What the Research Says

The Changing Ideal |  Prevalence of Body Ideal Messages

Psychological Effects | Who's to Blame?


The Changing Ideal

Whether it is hairstyles or hemlines, throughout history fashion and beauty standards have always been in a state of change.  This holds true for the ideal body type as well.  In times when food was scarce, a plump woman was considered quite attractive possibly because it was a good indicator of wealth and status.  In recent more prosperous times, a heavy body is not considered an indicator of wealth or status in women.  If anything, thinness is.  Among North American women there is a strong relationship between social class and thinness and dieting.  Incidentally, rates of bulimia and anorexia nervosa are higher in this group as well (Garner, et al., 1980).  Eating disorders are so pervasive that while only about 33% of college women in one study had what could be considered normal eating habits, 61% of them had eating behavior problems of some sort (Rockett & McMinn, 1990).

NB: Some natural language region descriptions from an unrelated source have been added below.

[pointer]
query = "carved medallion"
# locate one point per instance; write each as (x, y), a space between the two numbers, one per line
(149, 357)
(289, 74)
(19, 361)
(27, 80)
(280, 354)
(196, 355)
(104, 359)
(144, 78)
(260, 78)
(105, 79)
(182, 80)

During the 19th century ideal body size, as measured by the mean bust-to-waist ratio of models in Vogue and Ladies Home Journal, has fluctuated.  In the 1910's it began to plummet until the ratio was down to about 1.1 in 1925 with the flappers.  (Just think- their busts and waists were practically the exact same size!)  From there it went back up until 1950 when it began a steady decline almost back down to flapper levels in the late 1970's (Silverstein, et al., 1986).  An often sited study by David. M. Garner, et al., showed a steady decline over a twenty-year period in the weights of Playboy centerfolds and Miss America contestants as compared to the average weights in the population for their height (using population norms from 1959).  Moreover, in the 1970's the pageant winners even weighed significantly less than the other contestants.  Meanwhile, actuarial statistics published in 1979 showed that the average female weight for the population had increased during that twenty-year period.  Also diet articles were found in popular women's magazines with increasing frequency (Garner, et al., 1980).  Basically, the ideal body size promoted by mass society and media has become more and more unattainable over the relatively short time it takes a child to become an adult.